Tępota rozmówców nigdy nie poprawiała Snape'owi nastroju. Zerwał Malfoya z krzesła i rzucił o ścianę.
– I jak sądzisz – wycedził. – Co o tym można pomyśleć?
– Że chcesz mnie udusić – odparł radośnie Lucjusz.
Snape opuścił ręce i nagle sam został przyciśnięty do ściany.
– A wiesz – wymruczał mu w ucho Lucjusz. – Z tej perspektywy to wygląda zupełnie inaczej... Może masz rację i oni naprawdę...
Ręka Lucjusza zsunęła się na biodro Snape'a.

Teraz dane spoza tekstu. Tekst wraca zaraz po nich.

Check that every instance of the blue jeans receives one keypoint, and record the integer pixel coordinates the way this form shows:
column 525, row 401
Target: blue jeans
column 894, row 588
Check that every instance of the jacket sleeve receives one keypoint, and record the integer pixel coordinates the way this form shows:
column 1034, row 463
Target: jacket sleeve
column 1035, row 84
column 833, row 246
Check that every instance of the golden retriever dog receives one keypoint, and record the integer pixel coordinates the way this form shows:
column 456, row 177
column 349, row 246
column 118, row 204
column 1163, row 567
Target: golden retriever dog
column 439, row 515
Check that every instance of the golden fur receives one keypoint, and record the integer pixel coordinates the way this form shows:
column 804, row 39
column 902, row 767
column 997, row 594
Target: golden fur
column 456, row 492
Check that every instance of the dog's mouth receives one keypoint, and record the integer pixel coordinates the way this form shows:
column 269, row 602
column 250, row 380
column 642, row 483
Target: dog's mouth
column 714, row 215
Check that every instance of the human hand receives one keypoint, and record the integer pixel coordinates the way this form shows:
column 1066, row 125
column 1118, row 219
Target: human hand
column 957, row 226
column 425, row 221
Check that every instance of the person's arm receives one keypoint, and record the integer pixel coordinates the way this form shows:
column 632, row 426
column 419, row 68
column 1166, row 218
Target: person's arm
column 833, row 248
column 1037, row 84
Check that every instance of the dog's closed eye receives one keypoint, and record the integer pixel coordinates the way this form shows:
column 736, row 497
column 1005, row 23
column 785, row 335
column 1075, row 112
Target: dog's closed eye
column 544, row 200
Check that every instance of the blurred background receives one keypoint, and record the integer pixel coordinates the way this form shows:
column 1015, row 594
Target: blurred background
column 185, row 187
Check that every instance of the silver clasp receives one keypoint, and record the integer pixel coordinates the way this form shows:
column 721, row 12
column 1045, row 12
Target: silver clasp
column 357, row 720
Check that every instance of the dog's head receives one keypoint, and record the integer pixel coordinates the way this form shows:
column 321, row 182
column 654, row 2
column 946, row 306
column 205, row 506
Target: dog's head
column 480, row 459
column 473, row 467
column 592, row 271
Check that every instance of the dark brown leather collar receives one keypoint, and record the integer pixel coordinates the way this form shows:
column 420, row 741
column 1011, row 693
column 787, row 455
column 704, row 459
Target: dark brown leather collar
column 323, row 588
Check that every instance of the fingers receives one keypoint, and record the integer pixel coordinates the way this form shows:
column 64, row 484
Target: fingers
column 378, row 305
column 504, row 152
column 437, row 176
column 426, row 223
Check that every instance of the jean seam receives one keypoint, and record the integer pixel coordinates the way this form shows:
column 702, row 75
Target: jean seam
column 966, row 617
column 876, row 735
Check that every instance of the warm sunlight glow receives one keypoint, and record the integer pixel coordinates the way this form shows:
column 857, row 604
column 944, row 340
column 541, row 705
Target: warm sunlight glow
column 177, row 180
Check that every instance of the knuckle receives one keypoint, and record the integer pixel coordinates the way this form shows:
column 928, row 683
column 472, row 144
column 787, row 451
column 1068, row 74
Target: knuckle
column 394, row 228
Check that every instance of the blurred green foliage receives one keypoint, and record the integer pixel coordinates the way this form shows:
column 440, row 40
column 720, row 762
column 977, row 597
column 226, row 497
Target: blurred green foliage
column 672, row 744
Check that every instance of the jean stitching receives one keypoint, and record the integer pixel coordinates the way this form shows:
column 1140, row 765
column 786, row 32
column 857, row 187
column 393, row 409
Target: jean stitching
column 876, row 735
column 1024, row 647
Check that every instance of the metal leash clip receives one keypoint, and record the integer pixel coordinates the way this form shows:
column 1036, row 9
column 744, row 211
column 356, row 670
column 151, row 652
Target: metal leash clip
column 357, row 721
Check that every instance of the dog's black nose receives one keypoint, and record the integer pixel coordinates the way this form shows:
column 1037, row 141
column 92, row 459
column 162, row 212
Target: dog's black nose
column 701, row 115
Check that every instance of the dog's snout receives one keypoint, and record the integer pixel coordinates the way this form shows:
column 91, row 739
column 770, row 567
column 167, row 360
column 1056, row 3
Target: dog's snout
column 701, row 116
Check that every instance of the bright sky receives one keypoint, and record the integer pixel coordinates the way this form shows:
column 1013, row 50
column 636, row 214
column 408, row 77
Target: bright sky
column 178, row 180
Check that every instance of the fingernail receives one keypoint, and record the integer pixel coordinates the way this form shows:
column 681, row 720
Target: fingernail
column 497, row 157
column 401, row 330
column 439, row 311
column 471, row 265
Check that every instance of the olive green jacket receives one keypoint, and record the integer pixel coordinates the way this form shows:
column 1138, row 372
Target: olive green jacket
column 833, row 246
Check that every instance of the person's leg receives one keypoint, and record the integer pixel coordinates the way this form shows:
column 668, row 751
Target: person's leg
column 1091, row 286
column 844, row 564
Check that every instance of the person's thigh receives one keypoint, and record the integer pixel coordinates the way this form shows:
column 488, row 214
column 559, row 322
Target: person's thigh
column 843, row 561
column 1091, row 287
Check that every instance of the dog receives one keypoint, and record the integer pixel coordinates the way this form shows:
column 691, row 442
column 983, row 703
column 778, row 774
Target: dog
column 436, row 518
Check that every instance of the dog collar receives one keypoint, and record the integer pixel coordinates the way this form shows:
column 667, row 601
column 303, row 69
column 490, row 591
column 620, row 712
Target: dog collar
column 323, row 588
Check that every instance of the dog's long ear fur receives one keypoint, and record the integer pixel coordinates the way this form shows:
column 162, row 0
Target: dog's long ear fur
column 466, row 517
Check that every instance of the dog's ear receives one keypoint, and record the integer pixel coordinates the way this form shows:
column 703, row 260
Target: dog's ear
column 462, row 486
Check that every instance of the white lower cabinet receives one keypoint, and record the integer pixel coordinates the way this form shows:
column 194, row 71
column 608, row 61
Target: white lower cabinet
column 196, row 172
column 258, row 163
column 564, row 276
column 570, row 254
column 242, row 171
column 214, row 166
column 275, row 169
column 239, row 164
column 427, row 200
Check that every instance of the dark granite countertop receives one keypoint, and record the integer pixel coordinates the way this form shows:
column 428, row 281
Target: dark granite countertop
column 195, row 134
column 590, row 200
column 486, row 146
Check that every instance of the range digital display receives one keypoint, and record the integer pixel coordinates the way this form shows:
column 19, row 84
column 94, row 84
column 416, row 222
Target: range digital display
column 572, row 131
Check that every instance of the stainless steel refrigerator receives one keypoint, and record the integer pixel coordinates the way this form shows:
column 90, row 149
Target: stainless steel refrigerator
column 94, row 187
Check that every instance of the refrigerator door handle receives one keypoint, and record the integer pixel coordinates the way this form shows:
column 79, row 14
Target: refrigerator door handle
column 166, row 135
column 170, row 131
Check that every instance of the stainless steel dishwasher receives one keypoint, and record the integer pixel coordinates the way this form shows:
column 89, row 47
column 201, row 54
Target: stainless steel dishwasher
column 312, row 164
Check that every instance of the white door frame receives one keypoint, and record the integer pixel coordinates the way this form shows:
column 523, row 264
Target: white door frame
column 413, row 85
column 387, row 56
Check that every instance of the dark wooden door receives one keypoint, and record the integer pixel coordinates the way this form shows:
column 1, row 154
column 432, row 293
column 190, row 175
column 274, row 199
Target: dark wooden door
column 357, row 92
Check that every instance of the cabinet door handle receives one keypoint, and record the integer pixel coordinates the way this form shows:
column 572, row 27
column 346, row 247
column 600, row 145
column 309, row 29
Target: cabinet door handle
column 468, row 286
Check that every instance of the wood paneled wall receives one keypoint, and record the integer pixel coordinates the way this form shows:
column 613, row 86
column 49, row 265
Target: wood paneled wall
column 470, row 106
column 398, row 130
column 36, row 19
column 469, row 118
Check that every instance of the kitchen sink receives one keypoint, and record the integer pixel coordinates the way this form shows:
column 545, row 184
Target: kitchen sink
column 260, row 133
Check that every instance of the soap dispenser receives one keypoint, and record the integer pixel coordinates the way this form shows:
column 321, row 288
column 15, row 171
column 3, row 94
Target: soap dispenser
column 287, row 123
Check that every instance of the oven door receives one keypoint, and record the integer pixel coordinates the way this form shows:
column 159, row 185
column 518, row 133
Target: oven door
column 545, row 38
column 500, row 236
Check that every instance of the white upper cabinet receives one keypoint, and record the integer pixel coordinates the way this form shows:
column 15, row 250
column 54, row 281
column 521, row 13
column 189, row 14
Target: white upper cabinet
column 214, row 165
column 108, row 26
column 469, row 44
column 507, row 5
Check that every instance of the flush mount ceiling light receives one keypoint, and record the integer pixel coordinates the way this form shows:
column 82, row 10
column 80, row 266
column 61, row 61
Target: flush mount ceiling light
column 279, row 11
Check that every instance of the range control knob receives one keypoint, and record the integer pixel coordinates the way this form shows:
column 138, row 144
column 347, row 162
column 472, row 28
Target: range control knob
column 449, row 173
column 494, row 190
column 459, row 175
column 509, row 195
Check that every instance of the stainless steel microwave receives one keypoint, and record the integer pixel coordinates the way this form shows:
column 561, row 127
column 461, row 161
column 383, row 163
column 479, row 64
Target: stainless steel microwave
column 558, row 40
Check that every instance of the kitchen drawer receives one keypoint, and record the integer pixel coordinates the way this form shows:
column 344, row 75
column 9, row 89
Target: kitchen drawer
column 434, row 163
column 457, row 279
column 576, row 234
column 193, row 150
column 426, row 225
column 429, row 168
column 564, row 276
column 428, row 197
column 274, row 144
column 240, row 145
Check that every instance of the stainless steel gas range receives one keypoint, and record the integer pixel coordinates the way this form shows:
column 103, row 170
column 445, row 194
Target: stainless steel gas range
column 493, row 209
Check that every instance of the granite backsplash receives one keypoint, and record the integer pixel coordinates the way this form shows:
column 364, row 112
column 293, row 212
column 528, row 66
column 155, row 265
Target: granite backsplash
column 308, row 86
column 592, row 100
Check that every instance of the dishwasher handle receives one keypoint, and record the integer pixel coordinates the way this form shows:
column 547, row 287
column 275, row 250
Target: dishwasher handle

– Lucjuszu, co ty wyprawiasz? – Wyszeptał Snape przez wyschnięte nie wiedzieć czemu gardło.
– Przeprowadzam eksperyment. Jeśli Draco jest kochankiem Pottera, to nie ograniczałby się przecież do obejmowania. Na pewno go marchewka. Na przykład tak – ręka przesunęła się na pośladki Snape'a, ścisnęła je i ruszyła dalej. Snape wzdrygnął się i niedosłyszalnie jęknął. - Tak, czy nie? – Szepnął Lucjusz prosto w ucho mężczyzny, muskając je ustami.
– Ttak...
– Doskonale... – usta Malfoya zsunęły się po policzku Snape'a i zatrzymały się o milimetr od jego warg. – Co oni jeszcze robili?
Czarne oczy Snape'a wydawały się jeszcze ciemniejsze. Zawahał się na sekundę, a potem objął Lucjusza i przycisnął usta do jego ust.
***
– Co się stało, słoneczko? – Harry objął Draco, patrzącego w zamyśleniu w kąt.
– Snape, rozumiesz... Zrobił zebranie rodziców. Poszedłem posłuchać, o czym będzie rozmawiał z ojcem, żeby wiedzieć, co w razie czego robić...
– No i?
– Wziąłem pelerynę-niewidkę, nie masz nic przeciwko?
– Nie – odparł Harry i cmoknął Draco w nos. – I czego się dowiedziałeś?
– E... Generalnie, nie chcę wkurzyć Granger, więc może ty jej przekaż, że... no, że Snape jest już zajęty.